Ryan Zimmerman needs to pass his physical in order to complete his deal. When he does, the Nationals’ 26-man group quickly becomes clear. At least 23 of the members.

The outfield is known: Juan Soto, Victor Robles, Adam Eaton, Michael A. Taylor the fourth outfielder.

Catcher: Yan Gomes and Kurt Suzuki.

Infield: Eric Thames, Zimmerman, Starlin Castro, Asdrúbal Cabrera, Trea Turner, Carter Kieboom, Howie Kendrick.

Six of the bullpen spots are clear; the front four of the rotation is obvious. So, one bench, one bullpen and one rotation spot remain, or some manipulation therein.

Which means the time to start tossing around lineups is here.

The Nationals will spend spring training touting depth and length in regard to their lineup. It’s a fair claim. They will again have an American League vibe in a National League group.

However, they don’t have a second dominant hitter to pair with Soto. Anthony Rendon left, Josh Donaldson -- the best free-agent option -- went to Minnesota. Washington decided it will gamble with a mix of the rookie Kieboom, Cabrera and Kendrick at third base. Castro will play second, a left-right platoon exists at first, Turner will play shortstop until he drops.

“Thames who absolutely crushes righties,” Davey Martinez said recently, “he’s going to play against right-handed pitching. With that being said, you’ve got Howie. We’re going to give Howie a little more opportunity to play third base and see how he does. I think you’re going to see as much as we can get Howie out there somehow, some way, get Howie out there, Thames, Starlin who doesn’t miss any games.

“We’ll have to see how this plays out. What I do like, with the guys we’ve got, it stretches our lineup out a lot.”

So, what can Martinez do with this group?

He varied little at the top of the order last season when everyone became healthy. Turner is his clear preferred leadoff choice. Rendon and Soto hitting third and fourth, respectively, was a natural fit. But the top four is in flux this season because of the trusty parts approach as opposed to powerful replacements. Which means Martinez will be forced to mix.

Look at Opening Day in New York. The Mets will put back-to-back National League Cy Young winner Jacob deGrom on the mound. He dominates all hitters, making his splits close to negligible: right-handers have a .576 OPS against him, left-handers .636. Since it’s deGrom, and every tiny pushback matters, Martinez could load up with left-handed bats.

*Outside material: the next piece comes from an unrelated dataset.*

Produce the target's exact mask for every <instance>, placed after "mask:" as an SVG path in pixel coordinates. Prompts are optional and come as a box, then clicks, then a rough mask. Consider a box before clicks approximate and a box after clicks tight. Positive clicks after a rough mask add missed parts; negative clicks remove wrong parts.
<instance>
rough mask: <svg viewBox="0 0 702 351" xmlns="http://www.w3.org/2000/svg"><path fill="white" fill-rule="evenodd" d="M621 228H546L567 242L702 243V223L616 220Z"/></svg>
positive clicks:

Here’s a possible lineup for that day:

Turner
Eaton (L)
Soto (L)
Thames (L)
Cabrera (S)
Castro
Suzuki
Robles
Pitcher

One of the questions there is if Martinez will opt for Cabrera from his more powerful side as opposed to Kendrick in the lineup in a right-on-right matchup. Kendrick’s career splits are almost even. Last season, by far the best of his career and somewhat of an outlier, Kendrick posted a .930 OPS against right-handers. The flipside in this matchup? He can’t hit deGrom. Kendrick is 1-for-20 in his career against him.

How about a difficult left-handed starter? The Nationals, like most teams, are built better for that.

Turner
Eaton (L)
Kendrick
Soto (L)
Castro
Zimmerman
Suzuki
Robles
Pitcher

Soto’s ability to handle left-handed pitching enables this lineup to keep moving. This is also a spot for Eaton to take a break.

But, in general, the Nationals will be facing the non-deGroms of the world and not many left-handed starters. They made 1,622 plate appearances last season against left-handed pitching and 4,645 against right-handed pitching. Building lineups against above-average-and-below right-handed starters will be what most games are about. Which means Martinez will be hunting for a No. 3 hitter as well as deploying some wrinkles.

“We’ll see,” Martinez said about who will hit third. “I thought about Juan. I thought about Howie when he plays. Honestly, I might try Trea there and see how that works out. We’ll see. Like I said, I like the fact that we’ve got a bunch of different options and guys who can put the ball in play.”

Could Robles move up?

“Maybe,” Martinez said. “Might see Thames up hitting second against right-handed pitching and give us some early pop. We’ll play with all those things and see how it works out.”

Martinez knows who is in. Now, he just needs to figure out how to send them out on game day.